Neuroinvasive West Nile virus infection in solid organ transplant recipients

• Published in: Transplant infectious disease Vol. 25; no. 1; pp. e14004 - n/a
• Main Authors: Kasule, Sabirah N., Gupta, Simran, Patron, Roberto L., Grill, Marie F., Vikram, Holenarasipur R.
• Format: Journal Article
• Language: English
• Published: Denmark Wiley Subscription Services, Inc 01.02.2023
• Subjects: Cerebrospinal fluid; Cognitive ability; Complications; Encephalitis; flavivirus; Gastrointestinal system; Gastrointestinal tract; Humans; immunoglobulin; Immunoglobulins, Intravenous - therapeutic use; Infections; interferon alfa‐2b; Invasiveness; Leukocytes (neutrophilic); Mechanical ventilation; Meningitis; meningoencephalitis; Morbidity; Mortality; Organ Transplantation - adverse effects; Paralysis; Patients; Pleocytosis; Retrospective Studies; Signs and symptoms; Vector-borne diseases; Viruses; West Nile Fever - complications; West Nile virus; α-Interferon; United States > US; Arizona; meningoencephalitis; immunoglobulin; encephalitis; West Nile virus; interferon alfa-2b; meningitis; flavivirus
• ISSN: 1398-2273; 1399-3062
• DOI: 10.1111/tid.14004

Background Literature on the natural course of neuroinvasive West Nile virus (WNV) infection in solid organ transplant (SOT) recipients is sparse.

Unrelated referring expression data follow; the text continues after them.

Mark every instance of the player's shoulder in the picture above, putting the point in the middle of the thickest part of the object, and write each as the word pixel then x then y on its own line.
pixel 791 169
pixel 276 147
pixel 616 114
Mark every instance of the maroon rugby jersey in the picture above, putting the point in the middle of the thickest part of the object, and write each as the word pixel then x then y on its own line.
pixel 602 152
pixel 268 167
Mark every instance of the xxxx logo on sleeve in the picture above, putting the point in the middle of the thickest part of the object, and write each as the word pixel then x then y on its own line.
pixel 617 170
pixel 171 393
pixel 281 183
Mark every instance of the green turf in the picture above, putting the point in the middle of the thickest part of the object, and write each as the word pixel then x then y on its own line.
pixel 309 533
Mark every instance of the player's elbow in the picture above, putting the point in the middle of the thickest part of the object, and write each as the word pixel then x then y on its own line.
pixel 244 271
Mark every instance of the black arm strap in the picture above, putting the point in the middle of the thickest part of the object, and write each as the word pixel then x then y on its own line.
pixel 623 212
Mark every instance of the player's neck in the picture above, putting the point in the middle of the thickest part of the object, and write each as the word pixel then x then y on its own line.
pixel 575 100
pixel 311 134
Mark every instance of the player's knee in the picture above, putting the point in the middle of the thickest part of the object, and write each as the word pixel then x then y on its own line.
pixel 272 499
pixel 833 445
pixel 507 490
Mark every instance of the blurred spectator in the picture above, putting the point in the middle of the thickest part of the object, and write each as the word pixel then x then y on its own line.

In the setting of a 2021 WNV outbreak in Arizona, we reviewed our institution's experience with neuroinvasive WNV infection in patients with SOT. Methods We retrospectively identified SOT recipients treated for neuroinvasive WNV at Mayo Clinic in Arizona from 2007 through 2021. Clinical manifestations, disease course, and outcomes were analyzed. Results Among 24 SOT recipients with WNV infection identified during the study period, 13 infections occurred in 2021. Most patients had gastrointestinal tract symptoms and fever at disease presentation. Five patients had cognitive impairment, and 14 initially or eventually had acute flaccid paralysis. Clinically significant deterioration occurred at a median of 4 (range, 1–11) days after hospital admission. Seventeen patients (71%) were transferred to the intensive care unit, with 15 requiring mechanical ventilation. Initial cerebrospinal fluid analysis mainly demonstrated a neutrophil‐predominant pleocytosis. Almost all patients (n = 23) were treated with intravenous immunoglobulin alone or in combination with interferon alfa‐2b. Sixteen patients had clinical improvement, 4 of whom recovered completely. Six patients died during hospitalization due to complications of neuroinvasive WNV infection. Two patients were discharged to hospice without clinical recovery. The overall 30‐day mortality rate was 36%. Conclusion Despite advances in supportive care, neuroinvasive WNV infection is associated with substantial morbidity and mortality in SOT recipients. Flaccid paralysis is an indicator of poor prognosis.